As part of its ongoing policy of expanding its influence in the region, Iran is now trying to strengthen its ties with branches of the Muslim Brotherhood throughout the Middle East. According to analysts in the Arab world, this was the purpose (Arabic link) of the latest trip by Ali Larijani, the speaker of the Iranian parliament, to Doha, the capital of Qatar.
During the visit, Larijani met with Khaled Mashaal, the head of Hamas’s political bureau. Hamas praised the meeting and noted that it symbolizes a rapprochement between the parties after several years of tension, which grew after Hamas took a negative stance against Syrian dictator Bashar al-Assad. Iran froze financial and diplomatic aid to Hamas after the Gaza-based terrorist group failed to fully back Assad, who is being propped up by Tehran.
Analysts believe that Iran’s forgiveness of Hamas, which is the Palestinian branch of the Muslim Brotherhood, could lead to it and other Brotherhood branches becoming Iranian regional proxies. The Egypt-based Brotherhood allied itself more to Qatar and Turkey in recent years and less to the Iran-Syria-Hezbollah axis, but the Brotherhood’s fall from power in Egypt and the decline in its position in the Middle East has led to this rapprochement.
Hamas sees Iran as a source of major funding and weapons, but acknowledges that it cannot achieve the same closeness to Tehran that is enjoyed by the Hezbollah terror organization in Lebanon.
Iran, on the other hand, does not need Hamas or the Muslim Brotherhood for the battles it is waging in Iraq and Syria, because it already has massive forces (Hezbollah and Shiite militias) in these countries. But Tehran believes that recruiting Hamas will help it in the struggle against the Saudi ambition to establish a broad Sunni alliance against Iranian expansion in the Middle East.
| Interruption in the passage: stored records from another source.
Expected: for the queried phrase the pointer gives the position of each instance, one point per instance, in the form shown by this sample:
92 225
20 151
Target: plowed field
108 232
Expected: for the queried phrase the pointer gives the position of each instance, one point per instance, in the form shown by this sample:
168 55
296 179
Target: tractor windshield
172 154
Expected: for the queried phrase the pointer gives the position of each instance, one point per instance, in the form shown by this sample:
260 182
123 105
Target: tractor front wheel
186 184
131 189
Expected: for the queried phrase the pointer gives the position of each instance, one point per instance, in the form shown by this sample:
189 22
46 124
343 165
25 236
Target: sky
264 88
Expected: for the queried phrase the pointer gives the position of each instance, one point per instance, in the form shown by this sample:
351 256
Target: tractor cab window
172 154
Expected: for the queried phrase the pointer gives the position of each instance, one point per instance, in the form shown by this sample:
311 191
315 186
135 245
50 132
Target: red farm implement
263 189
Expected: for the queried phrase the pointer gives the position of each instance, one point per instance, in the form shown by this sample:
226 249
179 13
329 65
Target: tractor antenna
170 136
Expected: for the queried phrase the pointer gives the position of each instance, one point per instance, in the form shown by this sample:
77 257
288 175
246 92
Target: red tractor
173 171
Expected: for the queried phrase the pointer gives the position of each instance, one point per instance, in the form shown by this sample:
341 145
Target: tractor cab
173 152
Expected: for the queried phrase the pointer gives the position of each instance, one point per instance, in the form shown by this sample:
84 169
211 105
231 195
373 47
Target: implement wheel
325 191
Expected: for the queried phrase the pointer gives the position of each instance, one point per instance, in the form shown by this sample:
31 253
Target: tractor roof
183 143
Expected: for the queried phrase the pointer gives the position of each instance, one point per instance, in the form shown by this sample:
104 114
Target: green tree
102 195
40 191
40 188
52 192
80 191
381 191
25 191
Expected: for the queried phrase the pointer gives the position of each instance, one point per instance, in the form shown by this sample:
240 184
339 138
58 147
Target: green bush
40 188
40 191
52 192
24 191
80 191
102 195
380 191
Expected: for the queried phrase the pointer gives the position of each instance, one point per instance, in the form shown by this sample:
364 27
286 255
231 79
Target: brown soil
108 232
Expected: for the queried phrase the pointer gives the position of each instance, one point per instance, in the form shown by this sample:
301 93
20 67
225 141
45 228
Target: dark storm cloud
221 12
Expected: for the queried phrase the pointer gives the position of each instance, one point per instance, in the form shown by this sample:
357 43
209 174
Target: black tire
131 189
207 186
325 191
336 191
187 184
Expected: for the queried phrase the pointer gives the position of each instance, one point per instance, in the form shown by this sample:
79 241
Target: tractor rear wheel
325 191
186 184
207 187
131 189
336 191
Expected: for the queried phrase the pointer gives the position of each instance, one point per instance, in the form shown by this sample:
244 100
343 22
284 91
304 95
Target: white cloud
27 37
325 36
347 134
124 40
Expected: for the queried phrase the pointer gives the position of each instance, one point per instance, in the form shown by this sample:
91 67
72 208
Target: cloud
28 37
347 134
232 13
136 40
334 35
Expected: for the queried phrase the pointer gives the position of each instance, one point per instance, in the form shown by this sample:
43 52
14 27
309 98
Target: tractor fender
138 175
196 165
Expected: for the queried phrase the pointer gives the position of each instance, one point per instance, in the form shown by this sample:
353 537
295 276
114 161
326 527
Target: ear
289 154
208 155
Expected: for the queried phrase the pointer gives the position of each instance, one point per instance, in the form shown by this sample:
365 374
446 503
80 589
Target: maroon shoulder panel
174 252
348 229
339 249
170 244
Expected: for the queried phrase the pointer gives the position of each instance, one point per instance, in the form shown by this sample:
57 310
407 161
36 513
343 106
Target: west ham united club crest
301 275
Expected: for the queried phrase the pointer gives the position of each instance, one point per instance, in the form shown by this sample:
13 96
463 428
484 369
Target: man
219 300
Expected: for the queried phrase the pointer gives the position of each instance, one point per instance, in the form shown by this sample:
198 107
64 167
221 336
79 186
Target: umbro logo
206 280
According to the Al-Arab newspaper (Arabic link), Larijani’s meeting with Mashaal in Doha also indicates that Qatar continues to support radical Islamist organizations in the region, mainly the Muslim Brotherhood and Hamas. Therefore, Qatar’s recent rapprochements with Egypt, Saudi Arabia, and the United Arab Emirates may be short-lived, as it seems that Doha has returned to the embrace of Iran and its proxies.